Russia Tax Inspectors Raid Business Offices
Russia Tax Inspectors Raid Business Offices

Raids by tax officers on Mikhail Prokhorov’s business interests may be a signal that the cash-strapped government is looking to acquire assets.

Mikhail Prokhorov must be wondering what on earth he did to draw the ire of Russian President Vladimir Putin. He’s a quiet billionaire who doesn’t seem to tread on anyone’s toes.
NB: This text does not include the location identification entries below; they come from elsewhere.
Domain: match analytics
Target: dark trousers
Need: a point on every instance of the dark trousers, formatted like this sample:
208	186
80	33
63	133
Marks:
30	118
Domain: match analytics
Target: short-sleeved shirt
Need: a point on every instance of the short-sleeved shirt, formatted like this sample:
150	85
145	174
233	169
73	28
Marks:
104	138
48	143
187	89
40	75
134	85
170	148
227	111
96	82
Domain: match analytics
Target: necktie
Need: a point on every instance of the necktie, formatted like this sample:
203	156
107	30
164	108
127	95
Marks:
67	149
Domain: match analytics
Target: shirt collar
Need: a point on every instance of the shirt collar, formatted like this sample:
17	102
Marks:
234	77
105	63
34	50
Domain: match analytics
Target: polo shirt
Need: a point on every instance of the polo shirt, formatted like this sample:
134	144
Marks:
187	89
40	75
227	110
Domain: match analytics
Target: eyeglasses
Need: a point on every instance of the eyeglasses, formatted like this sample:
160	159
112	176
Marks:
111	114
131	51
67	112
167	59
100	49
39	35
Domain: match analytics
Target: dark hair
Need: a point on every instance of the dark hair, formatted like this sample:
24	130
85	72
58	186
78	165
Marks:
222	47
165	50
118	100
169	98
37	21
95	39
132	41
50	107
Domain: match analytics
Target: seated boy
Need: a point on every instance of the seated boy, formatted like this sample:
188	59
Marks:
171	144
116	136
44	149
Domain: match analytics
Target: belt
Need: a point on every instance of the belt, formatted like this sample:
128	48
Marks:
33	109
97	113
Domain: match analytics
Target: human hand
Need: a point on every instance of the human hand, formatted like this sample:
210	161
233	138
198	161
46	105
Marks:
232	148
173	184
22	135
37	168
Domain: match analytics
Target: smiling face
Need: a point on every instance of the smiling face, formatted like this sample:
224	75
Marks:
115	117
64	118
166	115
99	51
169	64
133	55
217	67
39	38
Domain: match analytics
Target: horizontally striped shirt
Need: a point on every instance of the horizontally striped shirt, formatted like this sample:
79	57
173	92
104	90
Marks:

It’s true he did run against the president in the 2012 presidential election, but it was generally considered to be a mutually agreed staged attempt to convince the world there was an opposition, and since then the 50-year-old businessman has barely muttered a political word, DW reported.

But, as Putin spent hours answering questions from across the country in his recent televised Q&A session, officers of the Federal Security Bureau and tax inspectors were conducting raids on several of Prokhorov’s businesses including the Moscow headquarters of his holding company, Onexim Group, his investment firm Renaissance Capital, the power generating company Quadra, and the International Financial Club bank.

The raids were apparently part of an investigation into another bank that IFC had bailed out last year and Onexim had a stake in, but the “Moscow Times” reported the FSB as saying that it had found tax law violations at “a number of commercial structures” although it didn’t say exactly which ones.

This tactic has a familiar ring to it—one which must have sent a shudder down Prokhorov’s spine as he recalled the fate of the oligarch, Mikhail Khodorkovsky, who spent 10 years in prison on tax fraud and embezzlement charges after falling foul of the Kremlin.

Rumors about what he could have done to bring this upon himself have run rife—but the one that seems to be congealing best is that the Kremlin wants his media holdings, RBC—which has TV, print and online interests.

According to its 2013 annual report, RBC had considerable debts, about $208 million, but it has influence, and, in a sea of otherwise bland and controlled media outlets, it is one of the most liberal, and that may have been its Achilles heel.

Its print version was the only daily newspaper to dedicate its whole front page to the Panama papers and the alleged involvement of people close to Putin’s inner circle in money laundering schemes. It was a point not lost on the vitriolic head of Russia Today who, in his own TV program, intimated that RBC was acting as a stooge for US interests.

“The Americans have helpers around the world, and Russia is no exception—people who are prepared to link Putin personally to offshore companies in whatever way they can.”

So there’s a reason, but is there a bigger fish to be had? It seems the government has multiple interests in acquiring a variety of businesses at the moment, including one of Moscow’s largest and privately owned airports, Domodedovo.